One Piece Arc Dressrosa

Ah, la Terre du Doflamingo... On en parle ou pas ? Parce que franchement, si on devait comparer ça à la vie de tous les jours, ce serait un peu comme quand tu décides de t'attaquer à une tâche administrative qui te semblait simple, et que, pouf, tu te retrouves embourbé dans un labyrinthe de paperasse, de rendez-vous annulés et de gens qui te promettent monts et merveilles avant de te laisser en plan.
Imaginez : vous voulez juste aller faire vos courses, un petit tour au marché pour acheter des fraises bien rouges. Et là, paf ! Un tyran qui a décidé que les fraises, c'est son monopole, et que pour en manger une, il faut passer par toute une série d'épreuves dignes d'un épisode de Koh-Lanta version cauchemardesque. C'est un peu ça, le feeling général de Dressrosa. On débarque avec des intentions pures, juste envie de trouver des trucs sympas, et on se retrouve au milieu d'une révolution.
On a Doflamingo, ce gars avec son manteau rose fluo et son sourire qui fait un peu penser à celui du voisin qui te demande de garder son chat pendant tes vacances (tu sais, celui qui te laissera une montagne de croquettes et te donnera les clés d'une maison qui sent le vieux). Sauf que lui, son "chat", c'est un royaume entier. Et son sourire, il cache des plans tellement tordus que tu te demandes s'il n'a pas mangé une mauvaise prune.
Et puis, il y a tous ces personnages secondaires, qui débarquent comme les cousins éloignés qu'on n'a pas vus depuis dix ans et qui débarquent avec un sac plein de problèmes. On a les gladiateurs qui se battent dans un Colisée qui ressemble à un Sun Plaza bondé un samedi après-midi, où tout le monde crie et personne n'entend rien. Des noms qui te font saliver comme "Gala" ou "Cavendish" (lui, c'est le type qui se la raconte grave sur les réseaux sociaux, mais avec une épée).
Les Chapeaux de Paille, eux, ils sont là, un peu comme nous quand on essaie de rester zen pendant le Black Friday. Ils veulent juste aider, faire ce qui est juste. Mais on se retrouve avec des jouets vivants, des combats à n'en plus finir, et des retournements de situation qui te font dire : "Mais comment ils font ?!". C'est comme essayer de suivre une recette de cuisine compliquée quand ton micro-ondes refuse de fonctionner et que ton chien essaie de voler la farine.
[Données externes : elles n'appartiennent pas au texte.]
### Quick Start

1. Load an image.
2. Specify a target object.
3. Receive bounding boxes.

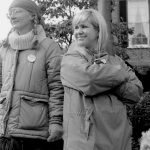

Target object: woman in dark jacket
[61,9,143,150]
[0,0,64,150]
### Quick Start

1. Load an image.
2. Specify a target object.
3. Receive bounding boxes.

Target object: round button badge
[27,54,36,63]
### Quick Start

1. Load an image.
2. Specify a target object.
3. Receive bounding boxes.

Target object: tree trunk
[98,0,113,54]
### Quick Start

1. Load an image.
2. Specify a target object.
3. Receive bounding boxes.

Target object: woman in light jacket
[0,0,64,150]
[61,9,143,150]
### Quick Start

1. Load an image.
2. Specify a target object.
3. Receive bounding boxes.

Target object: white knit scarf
[8,25,46,50]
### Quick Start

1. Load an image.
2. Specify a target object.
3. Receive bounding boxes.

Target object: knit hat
[9,0,41,19]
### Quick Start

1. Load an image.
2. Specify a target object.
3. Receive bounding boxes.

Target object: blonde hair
[72,9,108,52]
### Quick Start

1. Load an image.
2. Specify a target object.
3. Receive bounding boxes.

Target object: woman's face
[8,7,33,30]
[74,20,98,50]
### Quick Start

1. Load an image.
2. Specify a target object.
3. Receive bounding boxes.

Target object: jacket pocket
[19,96,48,129]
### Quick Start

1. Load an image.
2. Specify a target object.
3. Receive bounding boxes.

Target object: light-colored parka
[0,26,63,140]
[61,47,143,150]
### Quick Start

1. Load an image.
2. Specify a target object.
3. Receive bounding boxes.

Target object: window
[127,0,150,48]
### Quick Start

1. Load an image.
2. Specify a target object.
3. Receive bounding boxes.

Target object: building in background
[98,0,150,66]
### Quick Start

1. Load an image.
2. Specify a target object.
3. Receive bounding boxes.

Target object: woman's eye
[81,25,87,29]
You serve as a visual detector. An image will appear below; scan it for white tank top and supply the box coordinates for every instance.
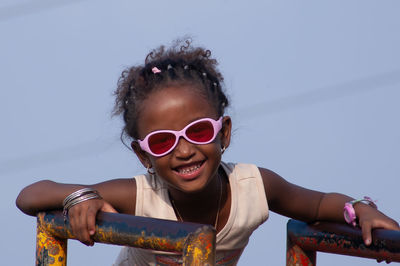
[114,162,268,266]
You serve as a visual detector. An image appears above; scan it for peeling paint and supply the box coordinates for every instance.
[286,220,400,266]
[36,211,216,266]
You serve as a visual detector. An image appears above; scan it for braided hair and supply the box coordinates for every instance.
[113,40,228,143]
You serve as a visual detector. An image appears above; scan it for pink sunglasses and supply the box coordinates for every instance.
[138,116,222,157]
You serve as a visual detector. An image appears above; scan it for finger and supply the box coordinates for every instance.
[374,217,400,231]
[361,222,372,246]
[87,207,98,236]
[76,206,93,246]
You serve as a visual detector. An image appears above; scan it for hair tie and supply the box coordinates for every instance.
[151,67,161,74]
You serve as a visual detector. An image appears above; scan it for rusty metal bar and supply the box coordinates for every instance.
[286,220,400,266]
[36,211,216,266]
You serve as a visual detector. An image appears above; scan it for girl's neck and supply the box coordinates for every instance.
[168,169,227,225]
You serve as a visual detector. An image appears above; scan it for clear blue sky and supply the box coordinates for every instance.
[0,0,400,266]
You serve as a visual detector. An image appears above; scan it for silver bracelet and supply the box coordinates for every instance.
[63,187,98,206]
[63,188,102,222]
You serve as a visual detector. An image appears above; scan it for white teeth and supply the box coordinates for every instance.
[178,164,201,174]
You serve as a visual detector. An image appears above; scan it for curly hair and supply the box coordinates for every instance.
[113,40,228,143]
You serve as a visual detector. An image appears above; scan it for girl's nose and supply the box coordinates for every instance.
[174,137,195,159]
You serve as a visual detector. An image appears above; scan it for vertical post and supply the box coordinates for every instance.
[36,213,68,266]
[182,226,216,266]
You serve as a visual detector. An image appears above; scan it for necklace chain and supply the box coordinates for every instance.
[170,176,222,229]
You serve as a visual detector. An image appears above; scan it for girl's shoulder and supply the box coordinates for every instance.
[92,178,137,214]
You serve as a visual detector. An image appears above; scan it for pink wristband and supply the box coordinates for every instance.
[344,196,378,226]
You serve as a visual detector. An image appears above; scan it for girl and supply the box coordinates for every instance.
[17,41,399,265]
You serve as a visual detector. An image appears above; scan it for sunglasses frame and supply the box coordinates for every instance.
[137,116,223,157]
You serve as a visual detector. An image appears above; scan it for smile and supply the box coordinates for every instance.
[174,161,204,178]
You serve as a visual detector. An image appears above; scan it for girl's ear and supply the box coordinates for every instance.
[131,141,151,168]
[221,116,232,148]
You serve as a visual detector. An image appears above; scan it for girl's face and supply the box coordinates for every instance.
[132,85,231,193]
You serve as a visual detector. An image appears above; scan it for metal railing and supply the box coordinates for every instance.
[36,214,400,266]
[36,211,216,266]
[286,220,400,266]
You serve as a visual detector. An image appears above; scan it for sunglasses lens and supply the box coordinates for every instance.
[186,121,214,142]
[149,132,175,154]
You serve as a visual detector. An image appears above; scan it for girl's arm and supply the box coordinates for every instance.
[260,168,400,245]
[16,178,136,245]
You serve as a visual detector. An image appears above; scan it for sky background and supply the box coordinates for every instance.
[0,0,400,266]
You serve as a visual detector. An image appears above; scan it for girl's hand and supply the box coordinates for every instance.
[68,199,117,246]
[354,203,400,246]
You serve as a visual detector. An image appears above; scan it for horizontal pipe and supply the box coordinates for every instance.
[287,220,400,262]
[38,211,215,253]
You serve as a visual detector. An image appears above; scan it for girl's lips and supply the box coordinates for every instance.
[174,161,204,180]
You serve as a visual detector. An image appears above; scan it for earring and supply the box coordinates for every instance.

Et le Seigneur des Anneaux... pardon, le Roi des Marionnettes, Doflamingo ! Ce type est tellement omniprésent que tu as l'impression qu'il est dans tous les plans. C'est le pote qui a toujours une anecdote, mais qui finit toujours par te dire "et au fait, je peux te prêter de l'argent ?". Sauf que là, il prête pas de l'argent, il prête des problèmes.
Sérieux, la scène où ils doivent infiltrer le palais, c'est le niveau expert de "j'essaie de rentrer chez moi discrètement après une soirée un peu trop longue". Tu te faufiles, tu fais attention au moindre bruit, et tu te dis "pourvu que personne ne voie que je suis là". Sauf que là, le "personne", c'est une armée de soldats qui ont des yeux partout, comme ta mère quand tu essaies de piquer un biscuit avant le dîner.

Ce qui est génial avec Dressrosa, c'est que malgré le chaos, il y a toujours cette lueur d'espoir. Les gens se battent pour leur liberté, pour un avenir meilleur. C'est un peu comme quand tu finis par comprendre comment fonctionne l'application de ta banque. C'est long, c'est frustrant, mais une fois que tu y arrives, tu te sens invincible.
Alors oui, Dressrosa, c'est une sacrée aventure. Ça te prend la tête, ça te fait rire, et ça te donne envie de hurler "Mais arrêtez ce cirque !". Mais au final, comme quand tu termines ce projet compliqué au travail, il y a une satisfaction immense. Et surtout, tu te dis que rien n'est impossible, même quand tu es face à un tyran en robe rose.